Category D: Cash Savings (£88,500)
Commonly used for
- Applicants relying entirely on personal savings
- Those who need savings to “top up” an income that falls short of the £29,000 threshold
- Applicants who recently sold a property and have the proceeds available
How this category works
This is a purely quantitative route. There are no complex “income” calculations based on employment history — instead, the focus is on proving that the money is yours, it has been held for the required time, and it is immediately accessible.
Why £88,500? The Home Office calculates this figure based on a standard formula designed to represent the capital equivalent of the £29,000 income requirement over a 2.5-year visa period:
- The first £16,000 of savings does not count toward meeting the income requirement
- The remaining amount must cover the income shortfall over 2.5 years
- £16,000 + (£29,000 × 2.5) = £88,500
Source: Appendix FM Financial Requirement Guidance (Page 55)
Evidence checklist
- 6 months of bank statements — Statements from a regulated financial institution showing that the balance never dropped below the required amount at any point in the 6 months before the application.
- Source of funds — A document explaining where the money came from (e.g. sale of property completion statement, inheritance letter, or gift letter).
- Bank letter — A letter from your bank confirming your account details, the balance, and that the funds are immediately accessible (no fixed-term locks or withdrawal restrictions).
- Calculation cover sheet — A simple page clearly showing your calculation and, if applicable, the exchange rate used (using the OANDA spot rate on the date of application).
Practical tips
- The “low point” rule: The Home Office looks for the lowest balance shown across the 6 months of statements. If you dipped below the target for even one day, that entire amount may be invalidated.
- One account is best: Avoid spreading money over too many accounts. Caseworkers have been known to make errors when adding up multiple accounts. Keeping funds in one account reduces risk.
- Avoid transfers: Try to keep the money in the same account for the full 6 months to avoid confusing the paper trail.
- Avoid vague investments: Cryptocurrency, stocks, or investments that fluctuate cannot be used. The funds must be cash savings.

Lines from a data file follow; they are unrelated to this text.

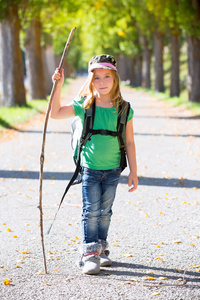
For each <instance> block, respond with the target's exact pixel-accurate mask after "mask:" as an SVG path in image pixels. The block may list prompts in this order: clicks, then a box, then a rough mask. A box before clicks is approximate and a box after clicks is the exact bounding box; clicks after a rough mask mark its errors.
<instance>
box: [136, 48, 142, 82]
mask: <svg viewBox="0 0 200 300" xmlns="http://www.w3.org/2000/svg"><path fill="white" fill-rule="evenodd" d="M141 85H142V55H141V54H140V53H139V54H137V56H136V63H135V86H141Z"/></svg>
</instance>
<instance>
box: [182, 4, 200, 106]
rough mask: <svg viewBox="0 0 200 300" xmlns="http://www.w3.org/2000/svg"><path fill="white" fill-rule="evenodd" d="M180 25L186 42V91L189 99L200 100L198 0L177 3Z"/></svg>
mask: <svg viewBox="0 0 200 300" xmlns="http://www.w3.org/2000/svg"><path fill="white" fill-rule="evenodd" d="M179 17H180V20H181V27H182V28H183V30H184V31H185V33H186V36H187V44H188V69H189V70H188V92H189V100H190V101H192V102H200V81H199V78H200V2H199V0H182V1H180V4H179Z"/></svg>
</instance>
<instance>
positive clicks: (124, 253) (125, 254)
mask: <svg viewBox="0 0 200 300" xmlns="http://www.w3.org/2000/svg"><path fill="white" fill-rule="evenodd" d="M123 256H124V257H133V255H132V254H129V253H123Z"/></svg>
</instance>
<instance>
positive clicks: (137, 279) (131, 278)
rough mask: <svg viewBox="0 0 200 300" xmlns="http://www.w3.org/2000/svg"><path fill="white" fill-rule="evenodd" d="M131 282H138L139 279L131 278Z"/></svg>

If your savings came from a property sale
You do not need the money to have sat in your bank account for 6 months. You can apply immediately once the money is in your account, provided you can prove you owned the property (or land) for longer than 6 months and the money represents the net proceeds of the sale.
⚠️ Disclaimer: This guide is for educational purposes and does not constitute legal advice. Immigration rules are subject to change. Always cross-reference your specific situation with the official GOV.UK Family Visas portal before submitting an application.